One positive side effect of resin infiltration is an immediate color change of the whitish lesion once it is infiltrated. The infiltrant resin has a refractive index of 1.52, which is close to that of enamel (1.62). Therefore, light scattering between the enamel pores and the surrounding enamel is significantly reduced when the pores are filled with resin instead of water or air (Fig. 10.5). Under best conditions, the resin-infiltrated lesions are optically masked and “disappear” (Paris and Meyer-Lueckel 2009; Eckstein et al. 2015).

To achieve resin infiltration of porous enamel, the lesions need to be conditioned. As the pseudo-intact surface layer has a much lower porosity compared with the underlying lesion body, it hampers penetration of the infiltrant resin and thus must be removed. This can be achieved by etching the lesion with 15 % hydrochloric acid (HCl) gel for 2 min.

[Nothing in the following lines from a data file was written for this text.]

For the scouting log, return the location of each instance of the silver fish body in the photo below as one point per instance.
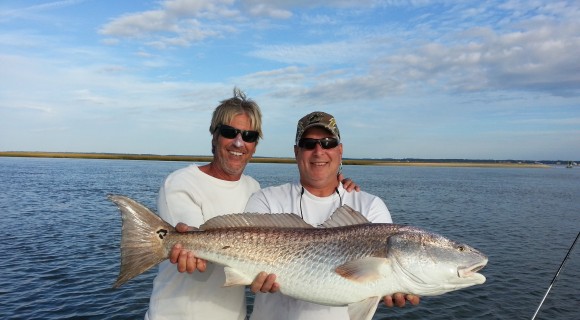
(345, 262)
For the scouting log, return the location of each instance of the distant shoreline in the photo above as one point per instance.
(375, 162)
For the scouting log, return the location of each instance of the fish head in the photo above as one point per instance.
(432, 264)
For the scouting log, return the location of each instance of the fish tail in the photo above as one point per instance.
(142, 237)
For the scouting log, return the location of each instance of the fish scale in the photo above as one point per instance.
(346, 262)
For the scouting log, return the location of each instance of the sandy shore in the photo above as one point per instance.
(422, 163)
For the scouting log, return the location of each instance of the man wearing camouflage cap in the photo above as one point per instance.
(318, 153)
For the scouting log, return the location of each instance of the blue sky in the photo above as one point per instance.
(405, 79)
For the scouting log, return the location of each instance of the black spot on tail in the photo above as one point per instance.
(162, 233)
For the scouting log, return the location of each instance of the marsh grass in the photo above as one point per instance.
(374, 162)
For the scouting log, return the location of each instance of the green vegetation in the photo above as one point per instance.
(376, 162)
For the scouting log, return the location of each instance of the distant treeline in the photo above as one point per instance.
(346, 161)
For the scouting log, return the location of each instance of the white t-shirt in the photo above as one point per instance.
(188, 195)
(314, 210)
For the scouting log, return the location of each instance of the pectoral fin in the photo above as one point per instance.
(363, 310)
(362, 270)
(236, 278)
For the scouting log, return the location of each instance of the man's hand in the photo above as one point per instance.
(265, 283)
(400, 300)
(185, 260)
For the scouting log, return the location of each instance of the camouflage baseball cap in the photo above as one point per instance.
(317, 119)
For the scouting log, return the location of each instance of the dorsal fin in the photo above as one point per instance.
(277, 220)
(344, 216)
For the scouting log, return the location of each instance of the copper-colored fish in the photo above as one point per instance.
(345, 261)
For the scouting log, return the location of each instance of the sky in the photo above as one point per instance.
(404, 79)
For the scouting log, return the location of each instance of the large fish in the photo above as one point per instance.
(347, 261)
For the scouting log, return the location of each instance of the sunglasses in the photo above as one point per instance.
(231, 132)
(325, 143)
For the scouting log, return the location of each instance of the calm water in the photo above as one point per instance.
(61, 235)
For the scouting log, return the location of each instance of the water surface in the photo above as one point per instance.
(61, 234)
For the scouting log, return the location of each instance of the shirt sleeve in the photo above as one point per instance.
(175, 205)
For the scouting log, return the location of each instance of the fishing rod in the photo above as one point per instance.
(556, 276)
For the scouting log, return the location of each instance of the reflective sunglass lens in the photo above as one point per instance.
(231, 133)
(325, 143)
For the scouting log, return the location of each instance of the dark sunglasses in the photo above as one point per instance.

In the next step, the lesion must be properly desiccated. As the penetration of the infiltrant resin infiltration is based on capillary action, any other liquid within the porous enamel network would inhibit any infiltration. Usually, the desiccation is achieved by a combination of air-blowing, an application of ethanol and another air-blowing subsequently. Finally, the infiltrant resin is applied for 3 min. Although infiltrants are chemically similar to many commercial bonding agents, it is strongly recommended not to misemploy adhesives or bonding agents for caries infiltration but to use the commercially available infiltrant kit. Infiltrant resins show a much higher penetrability compared with bonding agents and thus ensure a deeper infiltration. But even with an infiltrant the relatively long application time of 3 min is recommended to ensure a preferably complete infiltration of the lesion body (Fig. 10.6).